Malgré ses insuffisances, la loi 96 a indéniablement constitué un progrès. La question est plutôt de savoir s’il est encore possible d’assurer un environnement propice à la survie d’une société française dans le cadre d’une fédération totalement dominée par l’anglais.
Le plan dévoilé par M. Roberge reprend pour l’essentiel les mesures que le gouvernement a égrenées au cours de la dernière année. La plus grande part du budget, soit 320 millions en cinq ans, sera consacrée à la francisation des travailleurs étrangers temporaires. Encore faudra-t-il trouver des enseignants, qui manquent déjà cruellement dans les écoles. Et surtout espérer que Justin Trudeau acceptera de freiner l’afflux de ces travailleurs.
Ce n’est pas avant l’an prochain que le ministre de la Culture, Mathieu Lacombe, présentera son projet de loi visant à imposer plus de contenu québécois sur les plateformes de diffusion en continu, dont lui-même semble encore ignorer le contenu. Là encore, la « découvrabilité » des contenus culturels québécois nécessitera une étroite collaboration avec les instances fédérales.

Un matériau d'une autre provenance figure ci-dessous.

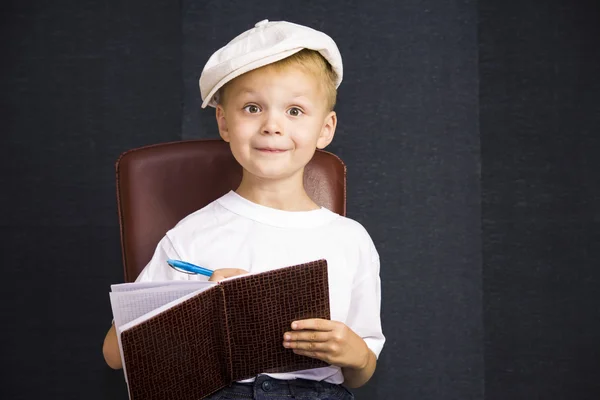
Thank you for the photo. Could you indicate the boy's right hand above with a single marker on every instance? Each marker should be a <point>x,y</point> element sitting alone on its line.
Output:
<point>220,274</point>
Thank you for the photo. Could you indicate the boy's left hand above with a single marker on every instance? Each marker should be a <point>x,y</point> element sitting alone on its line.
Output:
<point>330,341</point>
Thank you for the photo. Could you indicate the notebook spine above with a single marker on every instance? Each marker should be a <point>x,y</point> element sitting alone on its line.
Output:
<point>227,334</point>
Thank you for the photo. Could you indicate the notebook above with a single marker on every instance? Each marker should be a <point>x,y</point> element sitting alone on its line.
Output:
<point>186,341</point>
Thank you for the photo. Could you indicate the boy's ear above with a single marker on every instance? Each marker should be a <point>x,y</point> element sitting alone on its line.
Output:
<point>327,131</point>
<point>222,123</point>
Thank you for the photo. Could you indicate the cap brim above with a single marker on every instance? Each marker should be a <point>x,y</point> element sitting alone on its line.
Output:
<point>209,101</point>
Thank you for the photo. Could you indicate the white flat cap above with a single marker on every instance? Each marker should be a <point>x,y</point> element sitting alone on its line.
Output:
<point>264,44</point>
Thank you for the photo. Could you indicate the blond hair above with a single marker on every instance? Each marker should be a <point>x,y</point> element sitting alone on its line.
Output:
<point>314,63</point>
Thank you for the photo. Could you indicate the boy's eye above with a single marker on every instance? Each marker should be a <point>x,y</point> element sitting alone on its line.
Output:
<point>295,112</point>
<point>252,109</point>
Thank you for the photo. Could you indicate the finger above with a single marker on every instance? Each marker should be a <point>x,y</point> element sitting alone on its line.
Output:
<point>223,273</point>
<point>312,354</point>
<point>315,324</point>
<point>308,346</point>
<point>307,336</point>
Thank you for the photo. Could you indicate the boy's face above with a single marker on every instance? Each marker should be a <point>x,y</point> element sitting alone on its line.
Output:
<point>274,120</point>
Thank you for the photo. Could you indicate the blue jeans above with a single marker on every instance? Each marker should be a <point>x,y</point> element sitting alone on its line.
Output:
<point>266,388</point>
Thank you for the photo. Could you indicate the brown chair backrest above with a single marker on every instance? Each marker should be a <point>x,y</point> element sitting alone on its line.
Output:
<point>159,185</point>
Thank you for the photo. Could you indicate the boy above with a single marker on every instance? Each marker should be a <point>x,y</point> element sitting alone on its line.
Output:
<point>274,90</point>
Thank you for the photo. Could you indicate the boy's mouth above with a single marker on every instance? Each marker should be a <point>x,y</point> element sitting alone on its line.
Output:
<point>270,150</point>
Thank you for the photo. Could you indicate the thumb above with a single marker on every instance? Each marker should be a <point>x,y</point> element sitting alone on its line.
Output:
<point>223,273</point>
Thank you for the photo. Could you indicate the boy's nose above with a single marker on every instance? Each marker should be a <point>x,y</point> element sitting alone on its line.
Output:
<point>271,126</point>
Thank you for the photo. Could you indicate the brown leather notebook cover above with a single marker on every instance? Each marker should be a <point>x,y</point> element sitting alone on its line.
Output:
<point>230,332</point>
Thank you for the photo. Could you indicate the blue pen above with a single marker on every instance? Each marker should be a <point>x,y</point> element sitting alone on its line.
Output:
<point>188,268</point>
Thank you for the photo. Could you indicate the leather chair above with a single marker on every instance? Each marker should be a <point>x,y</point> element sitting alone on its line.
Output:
<point>159,185</point>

La grande nouveauté du plan de M. Roberge est la confection d’un tableau de bord qui permettra de faire un suivi annuel de l’état de santé du français. Il y a cependant là un sérieux défi de transparence, les gouvernements ayant la fâcheuse tendance à vouloir embellir la réalité.
Récemment, le PQ a vivement critiqué la méthodologie utilisée dans le tableau de bord que le ministre de la Santé, Christian Dubé, a lancé il y a deux ans. Certains indicateurs ont été modifiés, ce qui a rendu impossible un suivi dans le temps. Quand Le Devoir a souligné certaines « invraisemblances » dans les délais d’attente en psychiatrie, une porte-parole a pudiquement reconnu qu’il fallait « rester prudent dans l’interprétation des résultats ».
Depuis des décennies, on a régulièrement reproché aux divers rapports sur la situation français de travestir la réalité, soit pour l’embellir, soit pour la noircir, chacun choisissant les indicateurs qui peuvent justifier ce qu’il souhaite croire.
Le réflexe d’un gouvernement est généralement de voir le verre à moitié plein. Il y a trois semaines, une étude de l’Office québécois de la langue française indiquait que la proportion de Québécois utilisant uniquement le français au travail avait diminué de 7 points à l’extérieur de Montréal entre 2016 et 2023. M. Roberge a plutôt noté que celle des anglophones travaillant exclusivement ou généralement en français avait augmenté de 5 points. « C’est une avance qui a été possible grâce à la loi 96 », a-t-il dit, sans toutefois expliquer pourquoi cette même loi n’avait pas eu le même effet sur la langue de travail des francophones.
Sans surprise, le porte-parole péquiste, Pascal Bérubé, a qualifié son plan d’« opération de relations publiques » qui ne pourra pas freiner le déclin du français, encore moins renverser la tendance. Sa collègue de Québec solidaire, Ruba Ghazal, lui a plus précisément reproché de ne pas avoir imposé la francisation obligatoire dans les milieux de travail.
La députée libérale de BourassaSauvé, Madwa-Nika Cadet, a déclaré que le plan caquiste manquait « cruellement de vision et d’ambition ». Quand on sait que le PLQ a voté contre l’adoption de la loi 101 en 1977 et qu’il s’est opposé systématiquement à toutes les tentatives de la renforcer depuis, elle aurait pu se garder une petite gêne.